In 1880, Festetics married Lady Mary Victoria Douglas-Hamilton (1850–1922), the former wife of Albert I, Prince of Monaco. Lady Mary was the only daughter of William Hamilton, 11th Duke of Hamilton and Princess Marie Amelie of Baden). From her first marriage, she was the mother of Louis II, who became the reigning Prince of Monaco on 26 June 1922. Together, the couple had four children:

- Countess Mária Mathilde Georgina Festetics de Tolna (1881–1953), who married Prince Karl-Emil von Fürstenberg, the second son of Prince Maximilian Egon I of Fürstenberg and Countess Leontine von Khevenhüller-Metsch (a daughter of the 5th Prince of Khevenhüller-Metsch).
- Prince György Tasziló József Festetics de Tolna (1882–1941), who married Countess Marie Franziska von Haugwitz.
- Countess Alexandra Olga Eugénia Festetics de Tolna (1884–1963), who was married Prince Karl von Windisch-Grätz (brother of Prince Otto of Windisch-Graetz, who married Archduchess Elisabeth Marie of Austria) and later to Prince Erwin of Hohenlohe-Waldenburg-Schillingsfürst, the second son of Prince Konrad of Hohenlohe-Schillingsfürst.
- Countess Karola Friderika Mária Festetics de Tolna (1888–1951), who married Baron Oskar Gautsch von Frankenthurn, son of Baron Paul Gautsch von Frankenthurn, Minister-President of Cisleithania.
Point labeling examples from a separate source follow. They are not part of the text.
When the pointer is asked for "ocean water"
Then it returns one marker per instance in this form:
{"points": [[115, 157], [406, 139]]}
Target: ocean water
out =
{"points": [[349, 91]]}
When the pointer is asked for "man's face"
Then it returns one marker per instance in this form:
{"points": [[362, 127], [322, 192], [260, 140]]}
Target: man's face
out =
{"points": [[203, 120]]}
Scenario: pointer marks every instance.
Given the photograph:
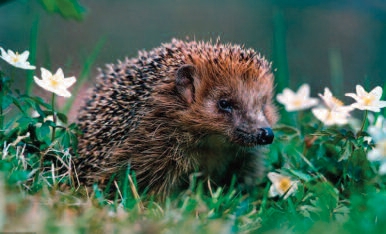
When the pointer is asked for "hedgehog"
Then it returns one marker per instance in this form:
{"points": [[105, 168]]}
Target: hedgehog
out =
{"points": [[185, 108]]}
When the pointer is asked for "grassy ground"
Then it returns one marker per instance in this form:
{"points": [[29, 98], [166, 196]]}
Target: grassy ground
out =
{"points": [[338, 189]]}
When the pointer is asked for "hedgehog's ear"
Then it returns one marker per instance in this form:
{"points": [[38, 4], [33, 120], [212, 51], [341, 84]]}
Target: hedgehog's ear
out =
{"points": [[185, 77]]}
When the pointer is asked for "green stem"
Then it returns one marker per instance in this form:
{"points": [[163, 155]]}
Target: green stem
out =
{"points": [[53, 118], [363, 123]]}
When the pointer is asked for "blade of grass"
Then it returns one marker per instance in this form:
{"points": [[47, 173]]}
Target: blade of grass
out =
{"points": [[86, 70]]}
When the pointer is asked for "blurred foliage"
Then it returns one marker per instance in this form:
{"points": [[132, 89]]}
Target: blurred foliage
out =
{"points": [[68, 9]]}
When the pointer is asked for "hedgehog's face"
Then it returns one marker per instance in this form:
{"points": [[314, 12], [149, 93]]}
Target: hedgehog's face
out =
{"points": [[240, 108]]}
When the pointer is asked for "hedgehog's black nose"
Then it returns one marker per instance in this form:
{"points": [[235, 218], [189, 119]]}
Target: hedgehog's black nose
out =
{"points": [[265, 136]]}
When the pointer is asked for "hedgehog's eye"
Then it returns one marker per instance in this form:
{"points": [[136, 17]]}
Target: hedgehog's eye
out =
{"points": [[225, 105]]}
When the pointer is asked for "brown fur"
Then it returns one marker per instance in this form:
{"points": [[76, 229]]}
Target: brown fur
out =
{"points": [[165, 122]]}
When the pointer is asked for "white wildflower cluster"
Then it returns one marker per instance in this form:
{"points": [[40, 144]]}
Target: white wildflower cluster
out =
{"points": [[282, 185], [377, 131], [55, 83], [333, 111]]}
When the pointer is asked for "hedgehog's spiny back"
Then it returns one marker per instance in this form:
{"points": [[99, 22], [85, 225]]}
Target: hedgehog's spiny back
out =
{"points": [[123, 92]]}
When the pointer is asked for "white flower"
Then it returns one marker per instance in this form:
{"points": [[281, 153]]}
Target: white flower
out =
{"points": [[16, 59], [55, 83], [281, 185], [368, 101], [297, 101], [334, 111], [379, 154]]}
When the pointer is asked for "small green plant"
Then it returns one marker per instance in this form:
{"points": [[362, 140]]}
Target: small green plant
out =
{"points": [[37, 145], [326, 171]]}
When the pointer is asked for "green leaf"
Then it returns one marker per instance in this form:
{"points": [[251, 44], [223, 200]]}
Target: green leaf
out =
{"points": [[62, 117], [6, 101], [44, 130], [346, 151]]}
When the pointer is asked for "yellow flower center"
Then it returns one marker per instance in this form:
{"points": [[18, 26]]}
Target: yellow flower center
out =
{"points": [[54, 81], [16, 58], [336, 101], [382, 146], [297, 102], [284, 184], [368, 100]]}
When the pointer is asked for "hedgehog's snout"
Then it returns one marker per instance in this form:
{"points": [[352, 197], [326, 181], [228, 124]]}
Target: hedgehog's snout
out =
{"points": [[248, 137], [265, 136]]}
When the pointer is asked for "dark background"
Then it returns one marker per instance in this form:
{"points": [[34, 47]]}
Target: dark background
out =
{"points": [[337, 44]]}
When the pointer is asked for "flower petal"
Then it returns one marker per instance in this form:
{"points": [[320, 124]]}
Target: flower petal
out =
{"points": [[24, 56], [46, 74], [59, 73], [377, 92], [303, 91], [360, 91], [353, 95], [69, 81], [62, 92]]}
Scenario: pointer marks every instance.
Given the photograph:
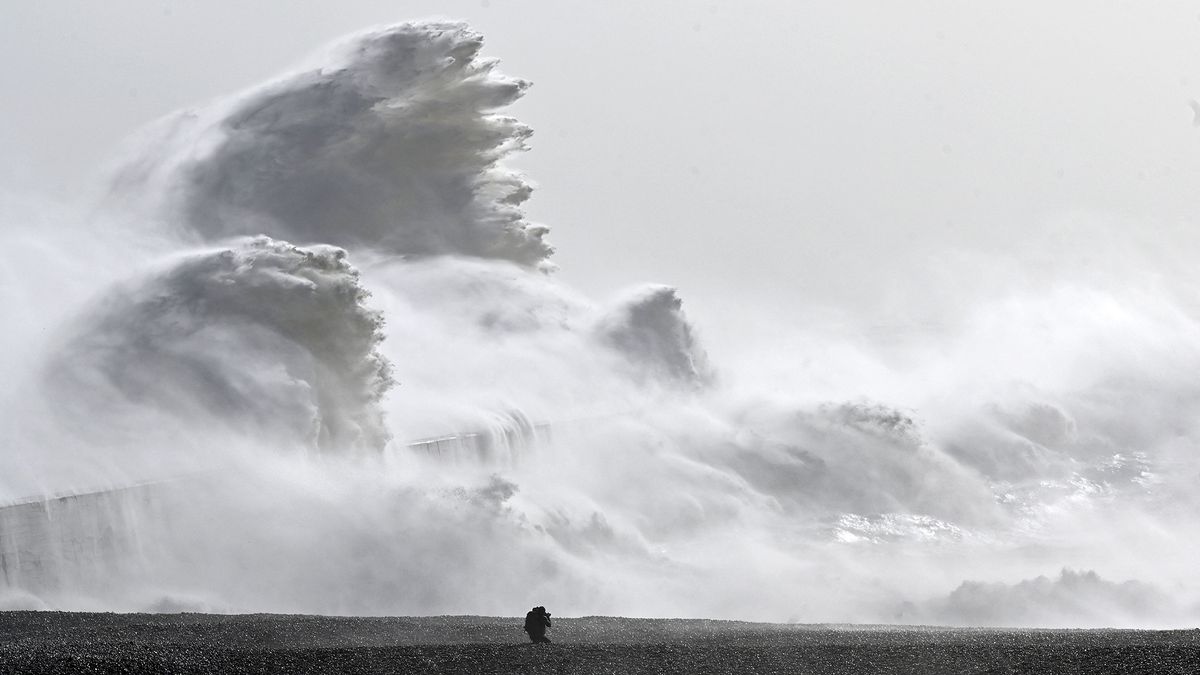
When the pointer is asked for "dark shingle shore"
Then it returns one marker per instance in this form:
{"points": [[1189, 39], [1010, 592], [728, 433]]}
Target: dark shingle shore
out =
{"points": [[49, 641]]}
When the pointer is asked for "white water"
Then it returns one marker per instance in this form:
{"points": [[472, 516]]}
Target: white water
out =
{"points": [[286, 290]]}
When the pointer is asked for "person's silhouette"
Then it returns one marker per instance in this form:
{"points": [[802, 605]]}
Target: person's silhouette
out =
{"points": [[537, 622]]}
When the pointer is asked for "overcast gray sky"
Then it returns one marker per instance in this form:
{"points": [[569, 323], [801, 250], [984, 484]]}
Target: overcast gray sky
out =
{"points": [[785, 154]]}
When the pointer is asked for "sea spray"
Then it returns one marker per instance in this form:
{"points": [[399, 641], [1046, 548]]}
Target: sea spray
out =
{"points": [[617, 466]]}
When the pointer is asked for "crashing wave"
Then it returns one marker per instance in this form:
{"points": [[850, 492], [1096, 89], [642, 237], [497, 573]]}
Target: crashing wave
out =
{"points": [[257, 335], [394, 144], [649, 329]]}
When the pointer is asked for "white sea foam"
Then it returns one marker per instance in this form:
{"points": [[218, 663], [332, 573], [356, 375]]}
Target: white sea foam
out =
{"points": [[316, 332]]}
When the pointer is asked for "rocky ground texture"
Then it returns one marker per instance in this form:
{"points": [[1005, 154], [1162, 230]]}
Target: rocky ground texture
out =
{"points": [[47, 641]]}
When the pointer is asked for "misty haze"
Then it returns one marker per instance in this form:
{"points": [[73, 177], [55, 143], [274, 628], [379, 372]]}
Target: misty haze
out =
{"points": [[835, 316]]}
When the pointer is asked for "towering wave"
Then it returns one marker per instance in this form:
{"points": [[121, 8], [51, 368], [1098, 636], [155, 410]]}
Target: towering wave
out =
{"points": [[259, 335], [543, 442], [393, 143]]}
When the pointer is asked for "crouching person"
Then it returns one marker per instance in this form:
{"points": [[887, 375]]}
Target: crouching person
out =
{"points": [[537, 622]]}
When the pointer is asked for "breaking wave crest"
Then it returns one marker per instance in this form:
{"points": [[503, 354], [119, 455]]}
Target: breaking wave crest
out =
{"points": [[391, 143], [219, 419], [259, 335]]}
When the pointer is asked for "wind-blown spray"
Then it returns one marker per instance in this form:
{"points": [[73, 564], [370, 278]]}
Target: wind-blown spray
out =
{"points": [[340, 376]]}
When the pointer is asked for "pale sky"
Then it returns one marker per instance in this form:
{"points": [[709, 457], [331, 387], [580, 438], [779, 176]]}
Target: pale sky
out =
{"points": [[755, 154]]}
His wife died on 14 May 1922 in Budapest. Prince Tasziló died at Festetics Palace, Keszthely, on 4 May 1933, the day before his 83rd birthday. His grandson Georg (born 1940) is the current head of the house.

=== Descendants ===
Through his eldest daughter Mária, he was a great-grandfather of Princeess Ira von Fürstenberg, Prince Egon von Fürstenberg, and Prince Karl von Schwarzenberg.